As others have written the intercept is the mean of the response when all predictors are zero. You may wish to test that is this estimate is different from a specific hypothesized value and this does not have to be zero. It has much to do with your theory and expectations. Naively taking the estimate and dividing it by is standard error will allow you to evaluate if the estimate is significantly different from zero which may or may not be a sensible thing to do.
You can radically change the intercept estimate by re-scaling the X variable say by centering that is subtracting its grand mean (xi - xbar)- this will not change the slope term in a standard regression model.

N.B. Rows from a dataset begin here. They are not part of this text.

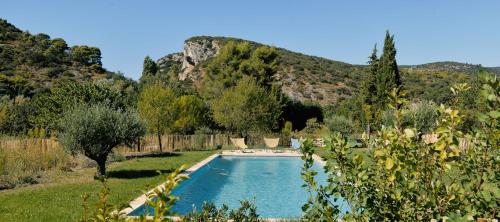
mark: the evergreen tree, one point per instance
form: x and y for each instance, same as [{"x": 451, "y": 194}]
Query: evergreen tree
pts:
[
  {"x": 388, "y": 76},
  {"x": 149, "y": 67},
  {"x": 369, "y": 88}
]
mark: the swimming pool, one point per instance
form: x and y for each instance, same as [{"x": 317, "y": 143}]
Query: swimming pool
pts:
[{"x": 274, "y": 182}]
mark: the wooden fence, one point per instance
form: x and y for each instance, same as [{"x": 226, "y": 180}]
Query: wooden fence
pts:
[
  {"x": 170, "y": 143},
  {"x": 43, "y": 145}
]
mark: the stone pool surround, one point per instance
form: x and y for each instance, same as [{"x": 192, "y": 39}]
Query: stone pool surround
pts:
[{"x": 139, "y": 201}]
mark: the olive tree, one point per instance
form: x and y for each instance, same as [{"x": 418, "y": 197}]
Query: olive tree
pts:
[{"x": 95, "y": 130}]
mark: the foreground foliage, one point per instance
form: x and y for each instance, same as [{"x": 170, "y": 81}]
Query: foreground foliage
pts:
[
  {"x": 161, "y": 201},
  {"x": 409, "y": 176}
]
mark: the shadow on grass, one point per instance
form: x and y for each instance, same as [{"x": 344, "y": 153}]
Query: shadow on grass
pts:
[
  {"x": 134, "y": 174},
  {"x": 156, "y": 154}
]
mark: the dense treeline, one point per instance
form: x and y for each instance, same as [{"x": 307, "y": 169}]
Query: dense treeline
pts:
[{"x": 39, "y": 76}]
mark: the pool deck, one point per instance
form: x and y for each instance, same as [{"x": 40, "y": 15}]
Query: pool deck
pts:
[{"x": 139, "y": 201}]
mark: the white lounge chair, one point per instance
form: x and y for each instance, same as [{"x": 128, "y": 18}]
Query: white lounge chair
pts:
[
  {"x": 295, "y": 144},
  {"x": 240, "y": 143},
  {"x": 272, "y": 143}
]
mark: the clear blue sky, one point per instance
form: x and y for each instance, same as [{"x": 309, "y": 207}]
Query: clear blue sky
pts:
[{"x": 127, "y": 31}]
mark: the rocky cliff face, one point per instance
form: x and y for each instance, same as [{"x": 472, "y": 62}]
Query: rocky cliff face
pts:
[
  {"x": 196, "y": 51},
  {"x": 314, "y": 79}
]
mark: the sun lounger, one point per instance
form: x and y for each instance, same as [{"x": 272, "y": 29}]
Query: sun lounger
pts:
[
  {"x": 295, "y": 144},
  {"x": 272, "y": 143},
  {"x": 240, "y": 143}
]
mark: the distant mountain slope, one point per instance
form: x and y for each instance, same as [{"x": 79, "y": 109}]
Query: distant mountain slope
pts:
[
  {"x": 31, "y": 63},
  {"x": 314, "y": 79}
]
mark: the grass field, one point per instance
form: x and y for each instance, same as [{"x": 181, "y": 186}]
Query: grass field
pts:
[{"x": 61, "y": 200}]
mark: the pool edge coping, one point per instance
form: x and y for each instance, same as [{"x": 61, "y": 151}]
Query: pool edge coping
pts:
[{"x": 139, "y": 201}]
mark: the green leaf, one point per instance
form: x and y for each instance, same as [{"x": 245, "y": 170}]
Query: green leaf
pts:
[
  {"x": 389, "y": 163},
  {"x": 494, "y": 114}
]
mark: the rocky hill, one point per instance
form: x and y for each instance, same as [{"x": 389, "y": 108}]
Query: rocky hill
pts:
[{"x": 324, "y": 81}]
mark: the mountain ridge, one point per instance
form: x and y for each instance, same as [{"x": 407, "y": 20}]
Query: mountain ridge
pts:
[{"x": 309, "y": 78}]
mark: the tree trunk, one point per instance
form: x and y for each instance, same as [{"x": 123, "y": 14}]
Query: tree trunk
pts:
[
  {"x": 139, "y": 144},
  {"x": 101, "y": 167},
  {"x": 159, "y": 142}
]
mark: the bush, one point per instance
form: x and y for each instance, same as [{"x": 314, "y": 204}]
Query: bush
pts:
[
  {"x": 20, "y": 165},
  {"x": 421, "y": 115},
  {"x": 405, "y": 177},
  {"x": 95, "y": 130},
  {"x": 340, "y": 124}
]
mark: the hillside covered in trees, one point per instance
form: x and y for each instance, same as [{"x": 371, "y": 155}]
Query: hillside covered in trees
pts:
[
  {"x": 33, "y": 63},
  {"x": 318, "y": 80}
]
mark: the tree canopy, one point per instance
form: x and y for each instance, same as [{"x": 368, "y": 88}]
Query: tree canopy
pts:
[{"x": 247, "y": 107}]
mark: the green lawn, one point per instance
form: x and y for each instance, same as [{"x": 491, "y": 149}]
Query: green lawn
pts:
[{"x": 61, "y": 200}]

There are times when you want to force the intercept to be effectively zero - this is known as regression through the origin = so that when X is 0, Y is forced to be 0. This can be a suitable procedure when Y is the gold standard of measurement and X is an easier way to measure the same thing - you know from theory when X=0 so does Y. You can do this by omitting the intercept term in the model - software will have a command such as NOINTERCEPT.

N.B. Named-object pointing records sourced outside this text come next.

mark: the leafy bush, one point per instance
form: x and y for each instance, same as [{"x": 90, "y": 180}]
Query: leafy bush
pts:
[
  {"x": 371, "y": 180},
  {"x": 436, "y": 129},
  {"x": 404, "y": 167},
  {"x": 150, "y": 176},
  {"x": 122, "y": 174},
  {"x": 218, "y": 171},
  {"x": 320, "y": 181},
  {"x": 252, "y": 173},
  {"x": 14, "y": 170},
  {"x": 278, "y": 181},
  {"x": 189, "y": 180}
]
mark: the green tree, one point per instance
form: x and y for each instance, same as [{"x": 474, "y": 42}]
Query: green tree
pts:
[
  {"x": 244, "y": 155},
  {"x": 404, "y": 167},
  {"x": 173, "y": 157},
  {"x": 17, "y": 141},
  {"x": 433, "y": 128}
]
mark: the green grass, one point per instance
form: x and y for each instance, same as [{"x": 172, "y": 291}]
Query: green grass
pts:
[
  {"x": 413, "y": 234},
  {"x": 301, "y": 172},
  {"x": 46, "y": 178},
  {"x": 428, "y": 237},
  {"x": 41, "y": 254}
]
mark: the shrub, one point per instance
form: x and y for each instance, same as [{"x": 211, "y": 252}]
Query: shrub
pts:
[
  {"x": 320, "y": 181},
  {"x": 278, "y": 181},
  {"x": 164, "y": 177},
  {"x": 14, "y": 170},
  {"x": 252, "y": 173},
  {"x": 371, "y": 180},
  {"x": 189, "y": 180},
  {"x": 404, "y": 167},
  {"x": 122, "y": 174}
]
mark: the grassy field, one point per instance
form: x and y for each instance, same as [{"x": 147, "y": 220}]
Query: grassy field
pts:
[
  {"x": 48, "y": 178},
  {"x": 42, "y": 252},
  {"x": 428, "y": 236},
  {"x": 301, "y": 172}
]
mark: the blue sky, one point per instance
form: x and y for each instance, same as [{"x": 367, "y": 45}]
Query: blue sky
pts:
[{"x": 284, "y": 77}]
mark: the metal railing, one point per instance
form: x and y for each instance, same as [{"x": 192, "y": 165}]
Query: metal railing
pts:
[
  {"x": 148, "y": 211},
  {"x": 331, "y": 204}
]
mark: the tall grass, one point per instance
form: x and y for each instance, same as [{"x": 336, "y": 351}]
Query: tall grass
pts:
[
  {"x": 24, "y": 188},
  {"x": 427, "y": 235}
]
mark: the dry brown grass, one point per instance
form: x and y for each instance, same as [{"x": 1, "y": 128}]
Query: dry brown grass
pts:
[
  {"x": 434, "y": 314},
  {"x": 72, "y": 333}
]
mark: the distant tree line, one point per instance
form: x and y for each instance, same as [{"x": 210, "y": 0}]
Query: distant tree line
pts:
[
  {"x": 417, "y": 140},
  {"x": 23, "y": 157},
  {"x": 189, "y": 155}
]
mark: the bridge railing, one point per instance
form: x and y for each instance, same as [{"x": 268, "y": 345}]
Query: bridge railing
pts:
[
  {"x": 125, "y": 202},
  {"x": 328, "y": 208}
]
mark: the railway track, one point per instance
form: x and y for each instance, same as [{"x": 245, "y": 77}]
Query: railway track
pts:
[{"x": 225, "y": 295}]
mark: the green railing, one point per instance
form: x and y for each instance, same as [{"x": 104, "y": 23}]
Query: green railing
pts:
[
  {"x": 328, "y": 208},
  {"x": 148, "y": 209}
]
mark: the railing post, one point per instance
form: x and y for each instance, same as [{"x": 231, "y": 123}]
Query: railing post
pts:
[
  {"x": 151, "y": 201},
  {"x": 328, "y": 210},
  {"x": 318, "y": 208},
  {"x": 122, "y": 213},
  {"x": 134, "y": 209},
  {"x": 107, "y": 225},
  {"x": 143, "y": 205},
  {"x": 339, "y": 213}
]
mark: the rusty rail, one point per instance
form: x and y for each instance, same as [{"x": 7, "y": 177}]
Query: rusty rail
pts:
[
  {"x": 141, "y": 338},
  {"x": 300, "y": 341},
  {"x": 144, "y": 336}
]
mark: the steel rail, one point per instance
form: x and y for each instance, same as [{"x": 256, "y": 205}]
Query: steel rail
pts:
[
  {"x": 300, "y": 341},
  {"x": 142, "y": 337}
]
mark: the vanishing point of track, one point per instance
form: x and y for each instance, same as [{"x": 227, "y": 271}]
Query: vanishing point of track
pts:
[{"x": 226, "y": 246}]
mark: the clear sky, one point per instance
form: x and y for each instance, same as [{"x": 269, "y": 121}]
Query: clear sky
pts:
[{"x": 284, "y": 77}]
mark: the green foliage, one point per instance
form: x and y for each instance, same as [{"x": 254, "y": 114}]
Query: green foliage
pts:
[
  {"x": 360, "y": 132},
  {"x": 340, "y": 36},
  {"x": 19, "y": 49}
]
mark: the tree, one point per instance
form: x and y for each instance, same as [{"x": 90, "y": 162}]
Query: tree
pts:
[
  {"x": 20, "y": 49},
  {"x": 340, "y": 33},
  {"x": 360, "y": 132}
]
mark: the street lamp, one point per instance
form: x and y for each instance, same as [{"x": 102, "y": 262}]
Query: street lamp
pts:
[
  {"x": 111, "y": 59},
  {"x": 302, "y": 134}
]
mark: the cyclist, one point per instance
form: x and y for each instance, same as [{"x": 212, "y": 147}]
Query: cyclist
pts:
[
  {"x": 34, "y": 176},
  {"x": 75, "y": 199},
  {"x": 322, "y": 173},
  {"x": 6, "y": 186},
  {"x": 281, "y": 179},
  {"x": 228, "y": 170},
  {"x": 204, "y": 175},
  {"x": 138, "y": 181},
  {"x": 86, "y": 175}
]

What is the importance of significance of intercept only in regression analysis? - ResearchGate. Available from: https://www.researchgate.net/post/What_is_the_importance_of_significance_of_intercept_only_in_regression_analysis/1 [accessed Apr 13, 2016].
- If the theory and the meaning of intercept are sense to you => don't set it to 0
- If the theory and the meaning of intercept are not sense to you => you have to check whether it is significant or not and then take it out of model and recheck the consistence and effficience of your model
I see that you work in agriculture, which may be a particularly rich field for the use of "regression through the origin" (really to the origin), as in survey statistics. This is known as ratio estimation. Cochran, W.G(1977), Sampling Techniques, 3rd ed., John Wiley & Sons is a text primarily on design-based sampling and estimation, yet he mentions model-based methods and relates ratio (regression through the origin) estimation to agricultural applications, through cluster sampling, which has origins at least as far back as Fairfield Smith, H.(1938), “An Empirical Law Describing Heterogeneity in
the Yields of Agricultural Crops,” Jour. Agric.Sci., Vol. 28, pp. 1 - 23. This relates then to heteroscedasticity (heterogeneity of variances of residuals). And heteroscedasticity is a hugely important natural feature of regression to the origin in survey statistics, agriculture, and econometrics. Further, Brewer, KRW (2002), Combined survey sampling inference: Weighing Basu's elephants, Arnold: London and Oxford University Press, is a text which includes an example on page 109 from agriculture. It shows a scatterplot of farm production as predicted by farm size, and though this should go to the origin, and does, it is slightly nonlinear because it is stated there in Brewer that the quality of farm land decreases with size. But the obvious heteroscedasticity in the data nearly overwhelms this difference, in my opinion, just looking at the scatterplot. (Stratifying by size in a spline-type approach could, i think, yield two very near linear parts with the larger part having a non-zero intercept out of scope/range for that x-size stratum.) I have also seen electric sales data plotted against a previous electric sales census, for that same data item, where the data showed such a tight fit to a straight line to the origin, that no appreciable variance, even heteroscedasticity for y in the larger x cases, was even visually evident, but from the data, the coefficient of heteroscedasticity was estimable, and as usual, greater than the level of the classical ratio estimator.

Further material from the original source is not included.